Nouadhibou, Mauritânia – O rastro de destruição deixado por rotas migratórias clandestinas voltou a se evidenciar nos últimos dias junto ao litoral da Mauritânia. Relatos confirmados pela Agência da ONU para Refugiados, o Acnur, apontam que 144 pessoas morreram ou desapareceram no mar durante a última semana. A tragédia ocorre em meio a uma tentativa desesperada de migrantes e refugiados de alcançar a Europa, partindo da África Ocidental.

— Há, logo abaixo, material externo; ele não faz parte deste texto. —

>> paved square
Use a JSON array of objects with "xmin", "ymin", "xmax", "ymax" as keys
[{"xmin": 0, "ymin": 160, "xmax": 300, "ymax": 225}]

Entre a terça e a sexta-feira, equipes de emergência conduziram três operações de resgate na cidade de Nouadhibou. Ao todo, 387 sobreviventes foram retirados das águas. A cena descrita pelos socorristas — que atuaram em conjunto com autoridades locais — foi definida como arrasadora. Uma das embarcações aportou transportando não apenas 38 sobreviventes, mas também os corpos daqueles que não suportaram a jornada.
O impacto humano da crise transcende as estatísticas. Matt Saltmarsh, porta-voz do Acnur, relatou que entre os resgatados desse barco específico estavam duas crianças, agora sob cuidados hospitalares, que perderam todos os seus familiares durante o trajeto. Ainda não há clareza técnica sobre o que causou o óbito das vítimas, majoritariamente oriundas da África Subsaariana. As autoridades investigam se o desfecho trágico foi motivado por afogamento, exposição, desidratação ou fome extrema, circunstâncias recorrentes nessas rotas.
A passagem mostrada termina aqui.